As we near the midway point of the legislative session, the Missouri Senate has discussed and debated numerous proposals and has sent 11 bills to the Missouri House of Representatives for their consideration. This week, I wanted to highlight two bills in particular we discussed on the Senate floor.
Senate Bill 38 changes the current definition of electric bicycles to bring it in line with the definition under federal law. Currently, these electric bicycles are regulated similarly to mopeds or other gas-powered bikes. Under this legislation, electric bikes will be classified into three classes based on maximum speed and the points at which the motor kicks in to assist riders as they pedal. This legislation still gives local authorities the discretion to prohibit the operation of electric bicycles on specific trails or paths, and the same rules of the road that apply to manual bicycles will be used for electric bicycles.
I am happy to see this legislation move forward. During the past year, more people were walking, running and biking outside due to social distancing, and I am hopeful this legislation will help those who prefer electric bikes. It is also a great option for individuals who love bicycling, but may have a disability or mobility issues that do not allow them to ride a manual bicycle. I think SB 38 will encourage people to get outside and exercise more, and I am hopeful the House passes the legislation quickly.
My colleagues and I also discussed and gave initial approval to Senate Bill 43 this week, which would require all health insurance plans to provide coverage for hearing aids for children under the age of 18, using the same standards in place for child hearing aid coverage under Medicaid.

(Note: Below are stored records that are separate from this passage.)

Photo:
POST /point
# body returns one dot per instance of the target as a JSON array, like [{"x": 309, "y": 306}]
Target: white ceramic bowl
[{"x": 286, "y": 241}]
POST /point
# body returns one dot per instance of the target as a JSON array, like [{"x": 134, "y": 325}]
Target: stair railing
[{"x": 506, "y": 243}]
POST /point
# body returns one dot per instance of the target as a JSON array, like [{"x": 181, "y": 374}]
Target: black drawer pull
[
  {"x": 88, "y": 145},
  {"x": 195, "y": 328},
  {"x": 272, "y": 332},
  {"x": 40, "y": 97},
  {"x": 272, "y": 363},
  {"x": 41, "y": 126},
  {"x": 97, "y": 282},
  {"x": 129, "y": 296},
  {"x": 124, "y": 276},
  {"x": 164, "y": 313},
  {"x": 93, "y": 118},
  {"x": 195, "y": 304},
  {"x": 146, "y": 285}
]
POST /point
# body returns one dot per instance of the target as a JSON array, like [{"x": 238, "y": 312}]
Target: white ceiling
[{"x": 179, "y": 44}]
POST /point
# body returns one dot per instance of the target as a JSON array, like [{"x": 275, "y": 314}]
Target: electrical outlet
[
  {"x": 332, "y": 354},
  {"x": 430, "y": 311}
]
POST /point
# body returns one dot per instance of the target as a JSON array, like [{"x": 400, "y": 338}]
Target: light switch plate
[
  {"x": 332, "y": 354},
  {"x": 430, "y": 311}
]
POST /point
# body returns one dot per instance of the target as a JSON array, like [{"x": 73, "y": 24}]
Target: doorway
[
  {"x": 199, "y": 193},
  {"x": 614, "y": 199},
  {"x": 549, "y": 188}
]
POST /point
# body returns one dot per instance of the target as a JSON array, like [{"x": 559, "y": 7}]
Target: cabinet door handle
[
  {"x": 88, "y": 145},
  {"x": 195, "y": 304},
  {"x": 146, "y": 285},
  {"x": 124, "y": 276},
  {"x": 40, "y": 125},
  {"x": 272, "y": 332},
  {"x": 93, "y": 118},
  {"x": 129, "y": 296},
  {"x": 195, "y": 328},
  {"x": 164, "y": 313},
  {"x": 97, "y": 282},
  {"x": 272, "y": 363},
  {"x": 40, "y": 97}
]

As any parent knows, kids are constantly growing out of their clothes and shoes, and the same thing happens with hearing aids. During the committee hearing on this legislation, parents testified on the exorbitant cost of hearing aids and how often they have had to purchase new hearing aids because their child had outgrown their last set. For many children, they must wear them all the time. If a family cannot afford hearing aids, I cannot imagine the effect this has on a child. From education to socialization, many aspects of our lives depend on our hearing, and I am saddened to think that some children may be missing out on things many of us often take for granted. As a parent, I am thankful for this legislation because I believe it is vitally important that children have the opportunity to receive new hearing aids when they need them, regardless of their health insurance plan.